Au cœur de Figeac, lorsqu'on arrive sur la place Champollion, la vision du musée du même nom impressionne : sa façade est double et exprime parfaitement le propos de la collection permanente qui y est abritée. La première façade en pierre, rénovée dans le respect du style de l'époque médiévale de sa construction, raconte le passé, le témoignage, l'Histoire, tandis que la seconde, faite de verre et de cuivre travaillé comme de la dentelle avec des signes d'écritures du monde entier, invite au voyage, à la découverte, et à la modernité. Les spots qui éclairent le bâtiment à la nuit tombée donnent alors un jeu d'ombres et de lumières qui les unissent avec beaucoup de poésie. Lorsque le Musée Champollion est créé, en 1986, il est dédié au fameux égyptologue, pour lui rendre hommage, et partager les découvertes sur la civilisation d'Égypte Antique que son travail a permis. Mais en 2007, le musée s'agrandit et en profite pour élargir le spectre de la thématique : autour du déchiffrement des hiéroglyphes, c'est toute l'histoire des Écritures qu'il permet de parcourir. Désormais, le Musée Champollion nous fait voyager dans le temps à travers l'écriture, de façon chronologique, mais aussi dans le monde, à travers de nombreuses civilisations qui ont fait l'Histoire de l'humanité. Bien que les premiers éléments graphiques découverts remontent à 50 000 ans, l'écriture proprement dite la plus ancienne a environ 5 300 ans, découverte sur des sceaux proto-indiens, et n'a pas encore été déchiffrée. Malheureusement, Champollion n'est plus là pour s'en occuper ! Des tablettes d'argile aux tablettes numériques, le visiteur est invité à s'interroger sur la place de l'écriture dans une société, son impact et son avenir. Ce que l'on peut en déduire est qu'elle gardera une place centrale, mais sous quelle forme ? Reviendrons-nous à un genre de hiéroglyphes à travers les emojis ou l'écriture de demain est-elle le code informatique ? La dernière salle, le salon vidéo, invite à la réflexion, mais aussi à la rêverie avec une vue imprenable sur la ville.

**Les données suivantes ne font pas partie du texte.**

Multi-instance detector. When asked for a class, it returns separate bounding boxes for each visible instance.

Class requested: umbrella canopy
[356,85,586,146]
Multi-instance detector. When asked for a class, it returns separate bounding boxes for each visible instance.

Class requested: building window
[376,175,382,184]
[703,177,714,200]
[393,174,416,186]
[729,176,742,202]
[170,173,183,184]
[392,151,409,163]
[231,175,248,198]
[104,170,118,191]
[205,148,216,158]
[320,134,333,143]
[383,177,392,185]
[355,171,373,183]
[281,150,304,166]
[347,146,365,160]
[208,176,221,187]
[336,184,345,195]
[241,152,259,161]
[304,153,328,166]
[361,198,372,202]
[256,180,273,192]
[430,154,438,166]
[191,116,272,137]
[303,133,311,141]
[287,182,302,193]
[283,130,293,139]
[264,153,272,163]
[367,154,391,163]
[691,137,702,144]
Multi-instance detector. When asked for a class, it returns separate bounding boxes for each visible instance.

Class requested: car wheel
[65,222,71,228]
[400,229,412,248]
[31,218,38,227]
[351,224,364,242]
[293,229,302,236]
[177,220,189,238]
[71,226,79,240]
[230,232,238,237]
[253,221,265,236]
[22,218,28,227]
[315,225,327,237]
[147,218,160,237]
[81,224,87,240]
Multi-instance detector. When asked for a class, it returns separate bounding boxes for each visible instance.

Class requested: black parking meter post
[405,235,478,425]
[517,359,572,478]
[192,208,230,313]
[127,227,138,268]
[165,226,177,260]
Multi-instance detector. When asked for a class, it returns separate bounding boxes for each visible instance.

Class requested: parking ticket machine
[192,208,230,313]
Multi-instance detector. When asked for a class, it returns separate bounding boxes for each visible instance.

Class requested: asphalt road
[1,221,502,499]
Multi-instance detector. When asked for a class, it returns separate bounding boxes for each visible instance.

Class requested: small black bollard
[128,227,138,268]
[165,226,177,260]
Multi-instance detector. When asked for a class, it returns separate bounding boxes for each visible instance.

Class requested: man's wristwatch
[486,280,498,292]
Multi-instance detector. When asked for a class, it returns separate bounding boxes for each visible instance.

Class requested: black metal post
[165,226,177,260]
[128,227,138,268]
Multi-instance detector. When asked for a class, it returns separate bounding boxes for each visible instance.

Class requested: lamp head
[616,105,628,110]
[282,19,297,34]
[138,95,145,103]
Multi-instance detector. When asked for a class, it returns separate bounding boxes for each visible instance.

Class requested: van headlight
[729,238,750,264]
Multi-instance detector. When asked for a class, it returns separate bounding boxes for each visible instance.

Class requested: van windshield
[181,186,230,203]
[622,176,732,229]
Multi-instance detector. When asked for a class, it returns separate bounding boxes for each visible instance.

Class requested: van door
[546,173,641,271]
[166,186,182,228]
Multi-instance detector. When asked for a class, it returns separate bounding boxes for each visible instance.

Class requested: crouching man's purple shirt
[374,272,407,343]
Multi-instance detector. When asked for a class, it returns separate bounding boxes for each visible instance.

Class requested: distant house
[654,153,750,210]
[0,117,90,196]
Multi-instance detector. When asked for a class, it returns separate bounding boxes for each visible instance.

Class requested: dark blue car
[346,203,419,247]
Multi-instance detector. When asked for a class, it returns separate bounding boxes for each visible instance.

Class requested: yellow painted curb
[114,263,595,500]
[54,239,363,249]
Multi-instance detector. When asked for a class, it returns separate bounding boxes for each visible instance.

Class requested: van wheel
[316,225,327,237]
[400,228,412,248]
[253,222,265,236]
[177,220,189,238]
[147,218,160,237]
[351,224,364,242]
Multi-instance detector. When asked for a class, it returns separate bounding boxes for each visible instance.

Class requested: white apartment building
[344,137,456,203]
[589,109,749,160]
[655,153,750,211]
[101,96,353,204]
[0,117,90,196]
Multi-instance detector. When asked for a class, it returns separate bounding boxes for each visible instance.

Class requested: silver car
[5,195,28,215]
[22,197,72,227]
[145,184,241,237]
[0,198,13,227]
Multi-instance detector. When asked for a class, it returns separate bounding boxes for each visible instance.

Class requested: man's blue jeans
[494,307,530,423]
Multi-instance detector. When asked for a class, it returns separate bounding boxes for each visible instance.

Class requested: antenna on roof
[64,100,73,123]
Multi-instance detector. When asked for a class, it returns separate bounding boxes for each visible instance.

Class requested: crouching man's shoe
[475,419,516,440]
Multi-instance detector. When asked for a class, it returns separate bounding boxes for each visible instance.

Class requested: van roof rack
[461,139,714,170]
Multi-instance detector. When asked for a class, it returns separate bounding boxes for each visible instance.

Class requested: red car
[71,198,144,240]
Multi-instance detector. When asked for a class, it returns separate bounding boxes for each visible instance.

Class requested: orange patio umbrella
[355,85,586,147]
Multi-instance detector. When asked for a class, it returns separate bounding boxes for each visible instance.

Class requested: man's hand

Des expositions temporaires prennent également place dans l'annexe du Musée Champollion, toujours en lien avec l'écriture, de la poésie classique française aux arts calligraphiques. Elles sont parfois intégrées au sein d'un événement national, car le musée est en constante connexion avec la vie culturelle et les thèmes engagés sur l'ensemble de la France, et dans le monde. Bien que les sujets soient pointus, les plus jeunes sont toujours invités à découvrir et participer aux événements, à hauteur d'enfant qui apporte un regard neuf et rafraichissant. Le musée Champollion n'a pas fini de nous éblouir par la richesse de ce qui fait de l'humain un animal pas comme les autres : sa capacité à transmettre par l'écriture.